If you have a copy of Unihan.txt, you can do the following to get the same results as the example given in this module, assuming $c contains the character you want to look up:
system ("grep U\\+".sprintf ("%X",ord ($c))." Unihan.txt | grep Mandarin");
So, since it's possible to replace the only function of this module with "grep", I'm not really sure what the point of the module is. Perhaps Unicode::Unihan has a speed advantage. But that is the only advantage that I can imagine.

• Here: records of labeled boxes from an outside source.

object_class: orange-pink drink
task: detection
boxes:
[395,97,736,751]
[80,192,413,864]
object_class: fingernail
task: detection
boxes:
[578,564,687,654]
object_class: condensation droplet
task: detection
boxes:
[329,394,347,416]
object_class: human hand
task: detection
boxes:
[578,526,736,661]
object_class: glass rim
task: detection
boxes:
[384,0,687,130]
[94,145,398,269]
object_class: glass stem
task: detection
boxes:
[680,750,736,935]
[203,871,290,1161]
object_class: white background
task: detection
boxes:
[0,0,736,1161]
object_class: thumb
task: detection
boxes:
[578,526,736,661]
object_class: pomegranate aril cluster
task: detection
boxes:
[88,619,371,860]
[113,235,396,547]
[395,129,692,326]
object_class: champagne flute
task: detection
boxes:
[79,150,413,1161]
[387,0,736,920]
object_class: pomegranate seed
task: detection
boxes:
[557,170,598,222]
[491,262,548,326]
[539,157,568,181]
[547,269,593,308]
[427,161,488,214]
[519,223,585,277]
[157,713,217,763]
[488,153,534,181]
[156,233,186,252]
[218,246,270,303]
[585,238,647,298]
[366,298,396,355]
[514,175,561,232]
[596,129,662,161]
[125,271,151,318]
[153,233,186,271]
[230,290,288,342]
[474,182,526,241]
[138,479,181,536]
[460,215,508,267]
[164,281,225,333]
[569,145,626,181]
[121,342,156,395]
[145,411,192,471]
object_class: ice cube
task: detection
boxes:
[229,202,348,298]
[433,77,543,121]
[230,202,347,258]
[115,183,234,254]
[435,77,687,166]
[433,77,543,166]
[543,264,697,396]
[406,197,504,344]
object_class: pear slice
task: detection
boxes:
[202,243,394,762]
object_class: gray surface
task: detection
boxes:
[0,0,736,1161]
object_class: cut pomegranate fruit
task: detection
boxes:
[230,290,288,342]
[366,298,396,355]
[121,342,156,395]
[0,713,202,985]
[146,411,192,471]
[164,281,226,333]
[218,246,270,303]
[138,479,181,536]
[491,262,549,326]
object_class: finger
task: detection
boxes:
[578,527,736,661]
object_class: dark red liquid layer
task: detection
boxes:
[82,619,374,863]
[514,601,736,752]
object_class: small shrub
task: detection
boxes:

Also, the AUTOLOAD-based interface is not very practical. If I want to look up the kMandarin key of the Unihan database, I have to access it via a named method like
that means that it's hard (messy) to access an arbitrary lookup key at run time, and unless I want to run around eval'ing, the lookup keys have to be hard-coded at compile time. That makes it hard to use this module as a backend for a user accessing a dictionary front end. It would be much cleaner to allow access via something like
$uh->lookup ('Mandarin', $c)
Using AUTOLOAD to create a method to look up the key is an example of someone doing something which is "too clever" and not actually useful.
Another deficiency of the module is that it doesn't have a method to grab all the keys associated with a particular character, like
my $hash_ref_containing_everything = $uh->all_info ($c)
That seems like an obvious functionality, and it's the first thing I'd implement if I was making this module. And, we should be able to go from a value, like the Mandarin pronunciation above, to the characters, so I can go
my @list_of_chars = $uh->lookup_values ('Mandarin', 'TUAN');
not just from a specific character to its specific value of one key.
Finally, for the sake of convenience it would be nice if there was a way to get a list of all the keys in the database other than going and looking at Unicode's web page.